How to treat intracranial cystic fluid lesions in pediatric patients

Objective To investigate the therapeutic application of neuroendoscopic techniques in pediatric intracranial cystic fluid disorders and the synergistic completion of surgical treatment of complex intracranial malformations in pediatric patients in combination with craniotomy and shunt surgery. Methods From February 2004 to February 2009, 105 children, aged 3 months to 12 years, underwent endoscopic surgery. Including 53 cases of obstructive hydrocephalus, of which 51 cases successfully completed endoscopic triple ventriculostomy.

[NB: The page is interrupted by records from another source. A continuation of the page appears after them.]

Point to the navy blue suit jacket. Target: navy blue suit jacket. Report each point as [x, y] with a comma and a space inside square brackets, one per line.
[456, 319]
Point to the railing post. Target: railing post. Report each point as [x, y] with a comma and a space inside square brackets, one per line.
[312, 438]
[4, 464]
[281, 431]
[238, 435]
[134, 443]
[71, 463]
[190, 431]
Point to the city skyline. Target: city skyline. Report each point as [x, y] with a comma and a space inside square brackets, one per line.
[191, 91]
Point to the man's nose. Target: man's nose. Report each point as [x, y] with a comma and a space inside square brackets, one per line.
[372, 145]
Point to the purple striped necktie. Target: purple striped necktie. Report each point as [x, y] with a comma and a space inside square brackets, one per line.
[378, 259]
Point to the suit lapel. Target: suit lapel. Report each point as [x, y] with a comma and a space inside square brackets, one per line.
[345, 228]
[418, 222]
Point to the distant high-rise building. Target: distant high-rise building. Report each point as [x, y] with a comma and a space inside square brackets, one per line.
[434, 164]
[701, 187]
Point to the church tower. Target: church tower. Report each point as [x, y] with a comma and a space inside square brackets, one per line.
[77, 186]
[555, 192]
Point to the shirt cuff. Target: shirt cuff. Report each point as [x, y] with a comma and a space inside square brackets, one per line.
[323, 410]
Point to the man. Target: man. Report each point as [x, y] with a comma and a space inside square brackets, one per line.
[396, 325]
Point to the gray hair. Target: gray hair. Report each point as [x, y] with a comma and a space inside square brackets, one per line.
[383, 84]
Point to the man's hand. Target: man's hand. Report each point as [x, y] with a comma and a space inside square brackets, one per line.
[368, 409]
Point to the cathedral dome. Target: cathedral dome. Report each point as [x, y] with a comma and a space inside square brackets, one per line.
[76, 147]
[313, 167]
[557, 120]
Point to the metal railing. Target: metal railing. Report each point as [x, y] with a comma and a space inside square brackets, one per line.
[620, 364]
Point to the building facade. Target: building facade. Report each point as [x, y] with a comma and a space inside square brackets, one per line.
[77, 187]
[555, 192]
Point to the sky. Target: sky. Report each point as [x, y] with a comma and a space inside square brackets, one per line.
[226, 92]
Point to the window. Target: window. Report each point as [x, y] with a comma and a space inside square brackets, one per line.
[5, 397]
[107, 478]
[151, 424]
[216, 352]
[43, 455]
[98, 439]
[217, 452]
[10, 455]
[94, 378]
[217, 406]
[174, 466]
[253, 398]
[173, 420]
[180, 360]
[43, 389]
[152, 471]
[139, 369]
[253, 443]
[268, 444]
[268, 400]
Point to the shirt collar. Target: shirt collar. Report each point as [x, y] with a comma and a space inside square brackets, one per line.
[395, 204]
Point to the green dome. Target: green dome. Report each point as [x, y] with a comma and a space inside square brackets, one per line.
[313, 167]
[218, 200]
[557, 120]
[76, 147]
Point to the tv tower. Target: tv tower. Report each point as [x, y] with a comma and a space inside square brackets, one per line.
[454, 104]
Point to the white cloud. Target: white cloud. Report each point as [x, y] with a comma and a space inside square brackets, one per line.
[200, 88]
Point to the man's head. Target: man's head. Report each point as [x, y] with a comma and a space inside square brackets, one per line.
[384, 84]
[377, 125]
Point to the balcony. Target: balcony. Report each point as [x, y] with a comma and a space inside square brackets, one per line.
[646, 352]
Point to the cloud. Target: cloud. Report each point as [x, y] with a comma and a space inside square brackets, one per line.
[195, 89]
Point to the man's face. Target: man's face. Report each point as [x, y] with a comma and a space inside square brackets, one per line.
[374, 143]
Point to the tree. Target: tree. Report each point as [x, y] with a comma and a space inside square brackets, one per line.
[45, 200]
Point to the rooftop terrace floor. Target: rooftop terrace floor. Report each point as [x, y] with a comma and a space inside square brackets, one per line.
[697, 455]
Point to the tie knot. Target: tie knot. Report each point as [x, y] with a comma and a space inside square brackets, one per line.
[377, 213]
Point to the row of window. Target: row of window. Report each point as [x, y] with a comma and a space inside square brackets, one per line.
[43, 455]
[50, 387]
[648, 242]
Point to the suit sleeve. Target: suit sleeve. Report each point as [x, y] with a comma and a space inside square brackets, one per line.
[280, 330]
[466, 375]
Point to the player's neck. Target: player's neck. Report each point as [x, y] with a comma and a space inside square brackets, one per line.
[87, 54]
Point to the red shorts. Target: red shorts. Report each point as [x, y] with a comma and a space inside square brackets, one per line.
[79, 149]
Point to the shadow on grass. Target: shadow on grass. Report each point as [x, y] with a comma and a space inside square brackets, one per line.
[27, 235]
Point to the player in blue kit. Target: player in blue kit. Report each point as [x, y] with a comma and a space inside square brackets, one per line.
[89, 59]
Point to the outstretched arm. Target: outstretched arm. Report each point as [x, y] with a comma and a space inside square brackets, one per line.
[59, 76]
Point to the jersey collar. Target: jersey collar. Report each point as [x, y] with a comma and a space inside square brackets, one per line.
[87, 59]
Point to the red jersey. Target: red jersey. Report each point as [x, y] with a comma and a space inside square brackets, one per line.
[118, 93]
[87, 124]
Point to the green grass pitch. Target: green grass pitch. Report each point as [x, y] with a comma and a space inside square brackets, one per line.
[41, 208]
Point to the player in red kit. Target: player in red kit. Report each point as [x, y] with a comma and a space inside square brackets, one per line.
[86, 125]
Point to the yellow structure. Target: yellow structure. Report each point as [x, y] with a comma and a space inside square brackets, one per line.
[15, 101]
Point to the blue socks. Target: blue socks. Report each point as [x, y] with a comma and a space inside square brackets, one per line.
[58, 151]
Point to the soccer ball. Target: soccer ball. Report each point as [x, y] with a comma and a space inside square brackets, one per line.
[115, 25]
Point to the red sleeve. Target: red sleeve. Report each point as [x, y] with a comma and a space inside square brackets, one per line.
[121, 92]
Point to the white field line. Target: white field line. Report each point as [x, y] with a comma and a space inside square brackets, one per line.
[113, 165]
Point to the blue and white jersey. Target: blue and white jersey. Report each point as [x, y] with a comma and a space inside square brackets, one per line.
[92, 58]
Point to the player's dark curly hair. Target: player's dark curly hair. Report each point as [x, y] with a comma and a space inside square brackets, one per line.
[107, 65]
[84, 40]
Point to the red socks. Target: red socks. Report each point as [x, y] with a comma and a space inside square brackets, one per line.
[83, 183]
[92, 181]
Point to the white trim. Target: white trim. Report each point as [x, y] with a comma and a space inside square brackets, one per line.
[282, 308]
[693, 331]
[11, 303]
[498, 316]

Among the 52 cases of intracerebral cysts, 28 cases of temporal lobe cysts underwent microscopic partial dissection of the cyst wall and cerebral pool opening, 5 cases of hyaline septal cysts and 5 cases of lateral ventricular cysts underwent cyst-ventriculostomy, 3 cases of suprasellar and triventricular cysts underwent cyst dissection + triventricular base stoma, and 6 cases of subscopic cysts: 1 case of endoscopic dissection and 5 cases of giant cysts combined with hydrocephalus underwent endoscopic combined with shunt or open microscopic dissection. There were 5 cases of supratentorial midline site cysts, 4 cases of partial dissection of cysts + open window, and 1 case of multiatrial tapping combined with cystic ventral shunt. Results Among 51 cases of hydrocephalus, 47 cases showed improvement in clinical symptoms after surgery. 52 cases of intracranial cysts, with a follow-up of 2 months-3 years after surgery, showed an overall shrinkage rate of 98% and a 100% shrinkage rate of temporal lobe cysts. 11 cases had subdural fluid after surgery, 7 cases improved with follow-up, 4 cases developed chronic subdural hematoma 4 months-1 year after surgery, which was healed after external drainage, and 1 case with combined central infection was abandoned for treatment. Conclusion Endoscopic surgery is effective in the treatment of intracranial cystic fluid disorders in pediatric patients and can be preferred.